(Reuters) - The Financial Industry Regulatory Authority (FINRA), Wall Street's industry-funded watchdog, said on Friday that Chairman and Chief Executive Richard Ketchum will retire in 2016.
FINRA did not name a replacement for Ketchum, 64, who has led the regulatory body since March 2009, when its former chief, Mary Schapiro, left to head the U.S. Securities and Exchange Commission. However, Ketchum expects FINRA's board to select a successor by next summer, he said in an interview.
Under Ketchum, FINRA brought in stricter penalties against securities brokerages and individual brokers who commit fraud.
After criticism that FINRA's penalties were too often financially insignificant for wrongdoers, FINRA increased the amounts of its fines by indexing them to the Consumer Price Index (CPI).
Ketchum will stay in charge until a date set by FINRA's board.
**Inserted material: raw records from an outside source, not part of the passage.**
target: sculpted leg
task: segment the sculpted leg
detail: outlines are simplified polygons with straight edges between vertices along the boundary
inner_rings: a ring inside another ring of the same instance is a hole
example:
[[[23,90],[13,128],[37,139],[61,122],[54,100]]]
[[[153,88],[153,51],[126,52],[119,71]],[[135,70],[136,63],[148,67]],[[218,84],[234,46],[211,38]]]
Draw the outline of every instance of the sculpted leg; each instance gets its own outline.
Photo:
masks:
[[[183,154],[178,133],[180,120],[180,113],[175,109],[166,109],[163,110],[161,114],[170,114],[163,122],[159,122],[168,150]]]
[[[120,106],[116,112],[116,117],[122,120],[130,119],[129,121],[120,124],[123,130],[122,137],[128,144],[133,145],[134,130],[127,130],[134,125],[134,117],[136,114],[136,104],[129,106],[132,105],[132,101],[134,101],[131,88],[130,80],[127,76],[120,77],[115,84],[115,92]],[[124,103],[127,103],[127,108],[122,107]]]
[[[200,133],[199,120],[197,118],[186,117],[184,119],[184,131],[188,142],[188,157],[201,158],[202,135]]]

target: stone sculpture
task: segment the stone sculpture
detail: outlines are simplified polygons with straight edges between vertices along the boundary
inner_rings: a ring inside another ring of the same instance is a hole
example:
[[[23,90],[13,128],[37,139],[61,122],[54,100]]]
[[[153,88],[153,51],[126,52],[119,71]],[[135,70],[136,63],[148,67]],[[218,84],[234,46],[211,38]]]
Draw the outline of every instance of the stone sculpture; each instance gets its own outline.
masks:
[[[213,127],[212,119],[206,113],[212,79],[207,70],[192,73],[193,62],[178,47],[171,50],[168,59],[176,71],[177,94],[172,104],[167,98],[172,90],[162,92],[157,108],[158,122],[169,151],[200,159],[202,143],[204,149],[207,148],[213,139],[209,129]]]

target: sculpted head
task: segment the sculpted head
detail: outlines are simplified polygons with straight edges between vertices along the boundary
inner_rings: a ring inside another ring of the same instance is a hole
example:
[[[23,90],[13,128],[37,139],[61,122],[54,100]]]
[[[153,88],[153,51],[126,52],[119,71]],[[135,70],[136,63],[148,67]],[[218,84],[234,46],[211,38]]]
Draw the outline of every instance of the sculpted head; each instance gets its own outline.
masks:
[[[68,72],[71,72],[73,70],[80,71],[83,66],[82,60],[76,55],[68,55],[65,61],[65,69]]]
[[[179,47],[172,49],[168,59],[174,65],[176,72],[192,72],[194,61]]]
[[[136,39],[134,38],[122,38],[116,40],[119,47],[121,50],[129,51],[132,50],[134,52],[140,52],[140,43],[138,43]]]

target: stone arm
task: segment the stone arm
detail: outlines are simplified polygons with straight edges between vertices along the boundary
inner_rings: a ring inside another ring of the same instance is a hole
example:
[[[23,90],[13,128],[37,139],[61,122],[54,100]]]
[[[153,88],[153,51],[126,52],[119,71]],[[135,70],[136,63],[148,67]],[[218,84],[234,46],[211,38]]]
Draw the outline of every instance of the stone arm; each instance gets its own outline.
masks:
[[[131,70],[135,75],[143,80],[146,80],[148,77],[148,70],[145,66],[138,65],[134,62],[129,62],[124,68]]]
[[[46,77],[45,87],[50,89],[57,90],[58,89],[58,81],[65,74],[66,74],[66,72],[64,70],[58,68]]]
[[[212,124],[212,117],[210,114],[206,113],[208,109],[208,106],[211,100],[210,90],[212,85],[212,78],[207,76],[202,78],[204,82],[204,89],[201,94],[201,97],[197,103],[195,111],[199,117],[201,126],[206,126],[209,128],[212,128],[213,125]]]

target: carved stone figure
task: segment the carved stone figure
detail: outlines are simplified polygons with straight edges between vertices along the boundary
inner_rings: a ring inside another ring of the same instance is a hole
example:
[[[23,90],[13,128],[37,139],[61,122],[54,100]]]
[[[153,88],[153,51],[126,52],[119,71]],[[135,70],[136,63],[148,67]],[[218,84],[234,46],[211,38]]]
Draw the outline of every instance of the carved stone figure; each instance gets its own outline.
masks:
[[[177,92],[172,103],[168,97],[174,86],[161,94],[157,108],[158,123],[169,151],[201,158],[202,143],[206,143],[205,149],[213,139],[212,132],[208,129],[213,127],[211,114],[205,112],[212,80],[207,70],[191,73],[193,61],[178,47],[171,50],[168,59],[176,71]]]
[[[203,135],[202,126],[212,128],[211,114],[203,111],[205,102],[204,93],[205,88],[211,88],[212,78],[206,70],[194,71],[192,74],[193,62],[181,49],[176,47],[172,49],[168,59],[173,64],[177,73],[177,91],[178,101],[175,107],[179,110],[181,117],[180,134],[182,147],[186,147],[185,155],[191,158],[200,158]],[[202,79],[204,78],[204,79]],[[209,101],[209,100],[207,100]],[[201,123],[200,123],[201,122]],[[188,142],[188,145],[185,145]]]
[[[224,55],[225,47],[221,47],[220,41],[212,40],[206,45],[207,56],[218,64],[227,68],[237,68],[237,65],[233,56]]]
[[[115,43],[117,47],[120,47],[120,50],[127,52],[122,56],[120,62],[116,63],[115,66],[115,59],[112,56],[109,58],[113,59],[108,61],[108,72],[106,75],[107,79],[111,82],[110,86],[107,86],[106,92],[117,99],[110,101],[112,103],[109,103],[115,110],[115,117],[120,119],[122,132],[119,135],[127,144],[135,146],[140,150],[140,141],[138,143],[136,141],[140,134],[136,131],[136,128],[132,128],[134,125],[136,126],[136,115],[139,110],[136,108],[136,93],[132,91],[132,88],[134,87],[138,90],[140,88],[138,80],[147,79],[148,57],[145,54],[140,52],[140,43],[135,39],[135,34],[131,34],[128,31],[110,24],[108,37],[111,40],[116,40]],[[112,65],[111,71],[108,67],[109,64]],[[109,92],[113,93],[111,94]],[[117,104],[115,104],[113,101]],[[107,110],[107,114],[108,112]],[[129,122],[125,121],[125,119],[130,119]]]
He will leave feeling upbeat about the regulator's beefed up use of technology to monitor Wall Street and find problem brokers, he said.
Ketchum, who has been outspoken about his belief that Wall Street firms and brokers should put clients' interests ahead of their own, oversaw an expansion of FINRA's free BrokerCheck system, where investors can research brokers' credentials and disciplinary histories.
Brokers have argued against some of the changes, such as disciplinary infractions that are permanently visible to the public even when a broker leaves the profession.
Ketchum had also promoted FINRA as a possible self-regulatory organization for registered investment advisers, who are overseen by the SEC, but are examined far less frequently than brokers.
He formally backed off from the controversial idea in 2013, but continued to discuss the need for heightened oversight of investment advisers.
In May, Ketchum took aim at a U.S. Labor Department's plan to reduce conflicts with brokers who offer retirement account advice and said the SEC was best positioned to design such a standard.
Ketchum has also been credited with notching up FINRA's technology surveillance by hiring Steven Randich as chief information officer in March 2013.
Ketchum had worked with the SEC for 14 years until 1991, when he moved to the National Association of Securities Dealers, or NASD Inc. NASD and major portions of NYSE Regulation consolidated in 2007 to become FINRA.
Ties between the SEC and FINRA were strengthened with the hiring of long-term SEC lawyer Robert Colby as FINRA's chief legal officer and the appointment of Stephen Luparello as head of markets and trading.